FFRF Equal Justice Works Fellow Kat Grant wrote IRS Commissioner Douglas O’Donnell that such conduct is a violation of IRS Code.
Pastor Greg Fairrington of the Destiny Christian Church, based in Rocklin, Calif., reportedly conducted a service with blatant politicking on May 16. Fairrington prayed in front of his congregation, stating, “Lord God, that you would inspire voters here in the state of California to cast their vote for the sanctity of life. Lord God, that they would get behind a conservative Christian candidate.”

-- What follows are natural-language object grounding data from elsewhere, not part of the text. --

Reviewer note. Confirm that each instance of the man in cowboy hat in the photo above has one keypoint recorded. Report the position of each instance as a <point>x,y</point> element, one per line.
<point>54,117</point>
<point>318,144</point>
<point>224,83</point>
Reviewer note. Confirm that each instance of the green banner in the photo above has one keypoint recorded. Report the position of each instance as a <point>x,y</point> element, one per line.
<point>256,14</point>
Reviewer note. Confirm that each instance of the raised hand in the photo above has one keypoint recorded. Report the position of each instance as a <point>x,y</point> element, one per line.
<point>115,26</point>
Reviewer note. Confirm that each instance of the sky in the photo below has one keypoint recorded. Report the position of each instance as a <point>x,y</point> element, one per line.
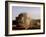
<point>33,12</point>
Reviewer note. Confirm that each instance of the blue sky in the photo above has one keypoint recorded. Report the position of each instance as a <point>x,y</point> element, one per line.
<point>33,12</point>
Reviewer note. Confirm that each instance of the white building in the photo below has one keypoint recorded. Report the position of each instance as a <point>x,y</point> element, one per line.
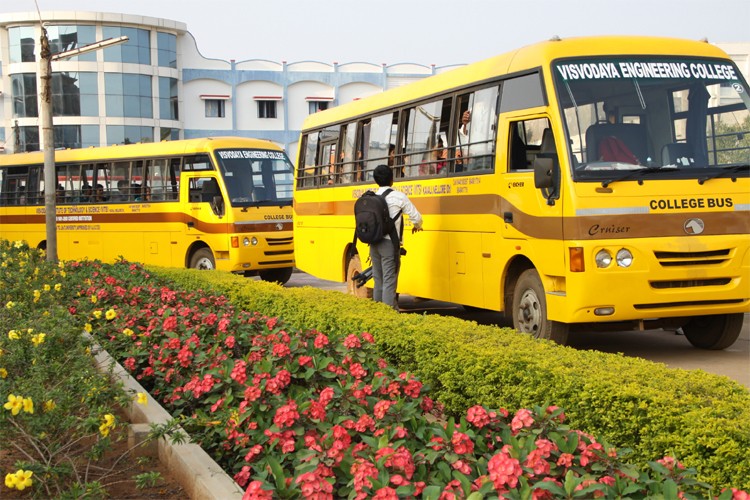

Several Texas churches also were reported to have engaged in electioneering. On April 7, Carver Park Baptist Church Senior Pastor Gaylon Foreman explicitly voiced support for Waco Independent School District school board candidate Marlon Jones. First Baptist Grapevine Senior Pastor Doug Page in Grapevine, Texas, and Gateway Church Senior Pastor Robert Morris in Southlake, Texas, made statements asking their respective churches to support multiple candidates as part of their “church families.”
These examples, and many others, would disqualify each church from retaining 501(c)(3) status as a nonprofit organization, which allows donations to these institutions to be tax exempt. “The Internal Revenue Code states that to retain their 501(c)(3) status an organization cannot ‘participate in, or intervene in (including the publishing or distributing of statements), any political campaign on behalf of (or in opposition to) any candidate for public office,’” FFRF writes to the IRS.
FFRF takes its status as a nonprofit organization very seriously. The state/church watchdog is careful to avoid dispensing endorsements to any candidate in any political race.
“Tax-free status is a huge benefit, a public subsidy that is awarded to nonprofit organizations contingent in part on a lack of electioneering,” FFRF Co-President Annie Laurie Gaylor says. “Secular nonprofits are well aware of this fact while many churches are overtly flouting the law. The IRS must set an example by penalizing them for this abuse of public trust.”